JC Criança

Para ver a banda passar...

Daiana Dalfito
| Tempo de leitura: 5 min

Bate bumbo, bate caixa, bate surdo.

Soa alto o trombone e romântico o fluegel horn, bufa a tuba!

Vem marchando a banda, que toca na praça, que toca em desfile, que toca em teatro... Dia 7 de setembro, sexta-feira, é dia de ver a banda passar! Ouvir sambas, marchas, músicas infantis...
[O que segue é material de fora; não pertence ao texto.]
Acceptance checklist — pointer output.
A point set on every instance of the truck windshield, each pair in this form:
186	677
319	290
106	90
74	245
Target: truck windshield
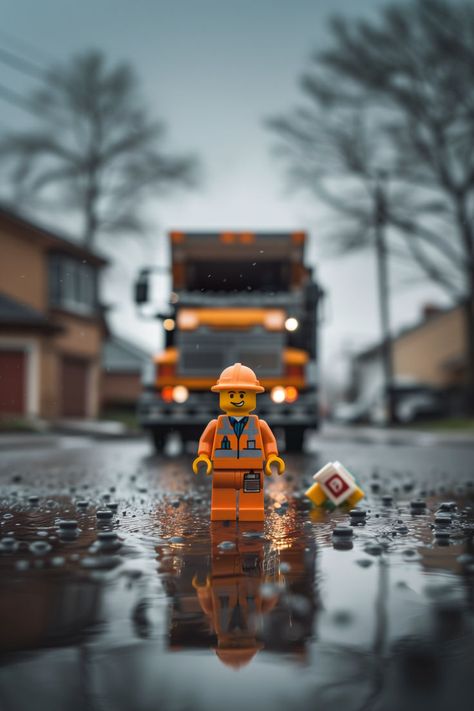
238	275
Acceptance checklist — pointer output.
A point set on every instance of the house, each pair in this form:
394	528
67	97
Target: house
51	322
123	365
431	352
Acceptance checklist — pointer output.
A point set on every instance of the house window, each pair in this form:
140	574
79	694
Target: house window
72	284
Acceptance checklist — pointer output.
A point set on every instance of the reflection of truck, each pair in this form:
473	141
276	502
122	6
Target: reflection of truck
236	297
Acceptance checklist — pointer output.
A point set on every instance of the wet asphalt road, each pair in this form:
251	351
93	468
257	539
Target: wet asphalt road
117	593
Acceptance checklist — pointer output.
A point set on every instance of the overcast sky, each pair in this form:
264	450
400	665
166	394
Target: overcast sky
213	70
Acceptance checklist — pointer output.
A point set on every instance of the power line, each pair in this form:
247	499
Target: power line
26	47
21	64
12	97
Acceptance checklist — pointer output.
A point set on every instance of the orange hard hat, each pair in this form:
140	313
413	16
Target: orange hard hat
238	376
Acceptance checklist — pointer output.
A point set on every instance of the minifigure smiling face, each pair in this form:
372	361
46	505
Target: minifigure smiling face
237	402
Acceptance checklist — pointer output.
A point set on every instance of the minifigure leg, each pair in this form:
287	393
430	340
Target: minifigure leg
224	497
251	505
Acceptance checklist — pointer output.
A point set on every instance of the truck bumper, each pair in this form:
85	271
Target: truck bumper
153	412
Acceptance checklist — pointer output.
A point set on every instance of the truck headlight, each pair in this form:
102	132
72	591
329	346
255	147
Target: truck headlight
277	394
180	393
291	393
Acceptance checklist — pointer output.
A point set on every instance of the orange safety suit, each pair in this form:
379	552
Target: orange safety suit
238	463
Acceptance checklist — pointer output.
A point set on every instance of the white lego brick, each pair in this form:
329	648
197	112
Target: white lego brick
336	482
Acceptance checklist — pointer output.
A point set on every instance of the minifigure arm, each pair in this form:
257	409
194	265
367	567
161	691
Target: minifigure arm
270	450
207	438
268	439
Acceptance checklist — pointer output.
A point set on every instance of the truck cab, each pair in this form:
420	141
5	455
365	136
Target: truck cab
236	297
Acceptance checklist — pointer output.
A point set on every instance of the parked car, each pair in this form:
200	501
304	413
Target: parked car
413	401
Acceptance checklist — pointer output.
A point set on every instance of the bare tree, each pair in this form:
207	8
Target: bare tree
93	147
395	95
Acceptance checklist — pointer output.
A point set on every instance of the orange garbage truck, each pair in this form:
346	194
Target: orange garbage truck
244	297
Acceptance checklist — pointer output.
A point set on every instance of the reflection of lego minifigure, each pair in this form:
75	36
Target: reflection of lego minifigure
232	596
238	447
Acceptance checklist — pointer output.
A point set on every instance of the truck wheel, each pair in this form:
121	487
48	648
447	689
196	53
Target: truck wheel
158	436
294	437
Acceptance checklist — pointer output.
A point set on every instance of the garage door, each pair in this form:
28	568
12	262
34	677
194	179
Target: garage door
74	387
12	382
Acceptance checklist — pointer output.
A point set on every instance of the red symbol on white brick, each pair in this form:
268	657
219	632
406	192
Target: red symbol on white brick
336	485
336	482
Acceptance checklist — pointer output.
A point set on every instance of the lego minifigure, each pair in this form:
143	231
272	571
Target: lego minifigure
237	448
334	484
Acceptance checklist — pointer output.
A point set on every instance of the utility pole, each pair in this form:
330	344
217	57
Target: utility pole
380	222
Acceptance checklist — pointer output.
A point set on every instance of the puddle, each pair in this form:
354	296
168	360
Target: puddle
115	585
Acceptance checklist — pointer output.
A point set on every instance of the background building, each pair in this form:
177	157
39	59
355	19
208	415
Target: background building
51	323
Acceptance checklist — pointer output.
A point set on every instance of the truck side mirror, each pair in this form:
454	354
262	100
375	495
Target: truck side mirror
142	288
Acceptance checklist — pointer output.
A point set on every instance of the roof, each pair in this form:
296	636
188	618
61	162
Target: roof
375	348
16	314
119	355
52	240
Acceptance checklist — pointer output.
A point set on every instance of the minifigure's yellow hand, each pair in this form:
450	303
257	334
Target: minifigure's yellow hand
202	459
273	459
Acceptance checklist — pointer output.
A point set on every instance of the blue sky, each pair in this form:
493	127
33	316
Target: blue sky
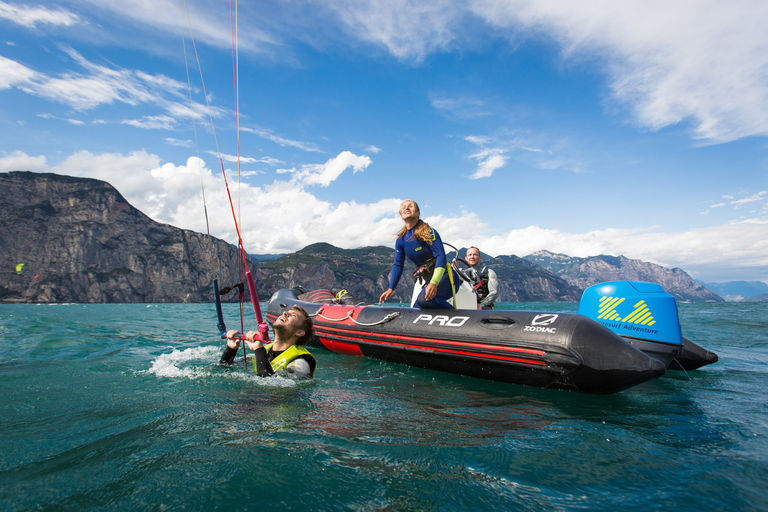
595	127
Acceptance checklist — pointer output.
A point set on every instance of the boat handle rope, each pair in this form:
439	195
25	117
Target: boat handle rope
387	318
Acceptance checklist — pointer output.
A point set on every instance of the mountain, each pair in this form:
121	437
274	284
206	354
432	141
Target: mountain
747	291
81	241
585	272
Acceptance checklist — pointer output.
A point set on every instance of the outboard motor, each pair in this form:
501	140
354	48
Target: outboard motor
641	313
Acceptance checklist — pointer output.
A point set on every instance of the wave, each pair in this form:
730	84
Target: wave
186	364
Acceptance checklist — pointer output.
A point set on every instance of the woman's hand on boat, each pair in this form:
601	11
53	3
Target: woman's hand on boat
254	340
232	341
430	291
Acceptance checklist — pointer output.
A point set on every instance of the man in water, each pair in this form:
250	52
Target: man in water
287	355
485	283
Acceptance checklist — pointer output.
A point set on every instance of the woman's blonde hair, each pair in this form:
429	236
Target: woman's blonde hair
421	230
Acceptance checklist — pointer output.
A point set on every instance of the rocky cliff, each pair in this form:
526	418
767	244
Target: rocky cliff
80	241
585	272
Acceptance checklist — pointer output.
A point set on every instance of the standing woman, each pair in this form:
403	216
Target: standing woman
423	247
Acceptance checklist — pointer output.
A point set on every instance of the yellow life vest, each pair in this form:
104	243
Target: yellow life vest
288	355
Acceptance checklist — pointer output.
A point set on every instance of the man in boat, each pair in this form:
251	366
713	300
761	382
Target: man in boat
287	355
485	284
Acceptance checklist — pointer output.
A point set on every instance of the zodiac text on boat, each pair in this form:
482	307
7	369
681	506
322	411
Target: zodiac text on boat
444	320
539	323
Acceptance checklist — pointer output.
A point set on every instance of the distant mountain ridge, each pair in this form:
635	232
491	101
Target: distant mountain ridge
81	241
585	272
740	291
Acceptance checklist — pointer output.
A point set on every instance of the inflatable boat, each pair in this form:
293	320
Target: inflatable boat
580	352
645	316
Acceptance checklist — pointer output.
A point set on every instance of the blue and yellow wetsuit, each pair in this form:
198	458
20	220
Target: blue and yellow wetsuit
420	252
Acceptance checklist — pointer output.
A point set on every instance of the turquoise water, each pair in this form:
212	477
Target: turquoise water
123	407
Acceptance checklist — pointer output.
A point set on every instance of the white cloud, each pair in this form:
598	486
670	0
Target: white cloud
460	107
13	73
32	16
328	172
488	160
161	122
667	61
20	161
209	22
409	29
284	217
178	142
282	141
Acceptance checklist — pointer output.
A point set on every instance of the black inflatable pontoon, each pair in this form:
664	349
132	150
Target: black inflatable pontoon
548	350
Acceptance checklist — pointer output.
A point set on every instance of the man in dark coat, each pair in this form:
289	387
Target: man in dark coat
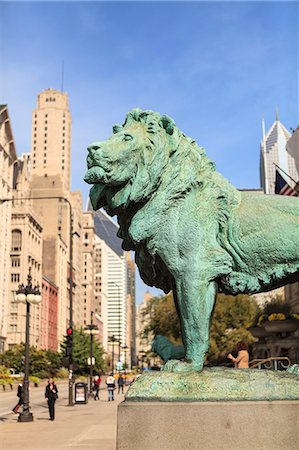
20	394
51	395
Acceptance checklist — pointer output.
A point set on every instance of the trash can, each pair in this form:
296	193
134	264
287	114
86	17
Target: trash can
81	395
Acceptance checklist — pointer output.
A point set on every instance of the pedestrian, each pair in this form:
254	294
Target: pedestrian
110	381
120	383
242	360
20	394
51	394
96	387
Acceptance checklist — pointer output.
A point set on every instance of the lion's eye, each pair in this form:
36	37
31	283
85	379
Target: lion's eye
128	137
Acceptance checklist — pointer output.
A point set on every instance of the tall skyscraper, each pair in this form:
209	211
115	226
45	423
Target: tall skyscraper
8	157
51	136
273	151
111	293
51	161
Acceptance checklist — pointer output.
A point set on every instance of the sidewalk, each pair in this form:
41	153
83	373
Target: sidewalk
90	427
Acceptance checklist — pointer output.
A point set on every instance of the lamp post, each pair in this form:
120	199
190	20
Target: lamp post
112	339
29	295
91	330
142	355
125	348
70	356
119	327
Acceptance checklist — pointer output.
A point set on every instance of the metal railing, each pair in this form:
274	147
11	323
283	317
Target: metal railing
273	363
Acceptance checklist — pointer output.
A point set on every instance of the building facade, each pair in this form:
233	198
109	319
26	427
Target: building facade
88	278
114	288
51	136
49	304
8	158
273	152
62	216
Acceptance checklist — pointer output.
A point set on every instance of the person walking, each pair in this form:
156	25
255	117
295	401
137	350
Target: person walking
120	383
20	394
51	394
242	360
110	387
96	387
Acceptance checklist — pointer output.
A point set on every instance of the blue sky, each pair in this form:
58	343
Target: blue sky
215	67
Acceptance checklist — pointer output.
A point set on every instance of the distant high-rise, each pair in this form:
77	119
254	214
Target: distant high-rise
51	136
273	151
8	158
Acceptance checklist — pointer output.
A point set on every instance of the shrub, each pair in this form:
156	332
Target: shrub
62	373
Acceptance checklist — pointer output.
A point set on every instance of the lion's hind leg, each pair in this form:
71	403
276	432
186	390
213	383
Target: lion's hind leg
195	301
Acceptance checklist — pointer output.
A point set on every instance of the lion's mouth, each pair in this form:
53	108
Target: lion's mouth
97	196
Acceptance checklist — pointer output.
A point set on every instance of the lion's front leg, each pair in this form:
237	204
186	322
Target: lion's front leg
195	300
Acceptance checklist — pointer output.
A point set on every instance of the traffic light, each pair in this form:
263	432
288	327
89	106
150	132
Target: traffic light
69	342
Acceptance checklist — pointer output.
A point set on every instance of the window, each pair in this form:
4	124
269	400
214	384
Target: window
16	242
15	277
15	261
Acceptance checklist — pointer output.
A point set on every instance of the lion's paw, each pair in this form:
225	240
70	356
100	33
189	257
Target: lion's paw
174	365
E você deve estar achando: “Mas que mistureba”! É que 7 de setembro é Dia da Independência do Brasil. Dia de desfile cívico e de ouvir as bandas no Sambódromo a partir das 9h. Dia em que há 185 anos o príncipe regente Dom Pedro deu o grito “Independêeeeeeeeeeeeeeenciaaaa ou mooooorrte!” às margens do riacho do Ipiranga em São Paulo.

Todos os anos, no dia 7, é isso: as bandas marciais, chamadas assim porque têm sua origem nos exércitos, tiram a poeira dos uniformes e vão para a rua. Bem, tudo isso é quaaaaaaase verdade. A parte mentirosa é a da poeira!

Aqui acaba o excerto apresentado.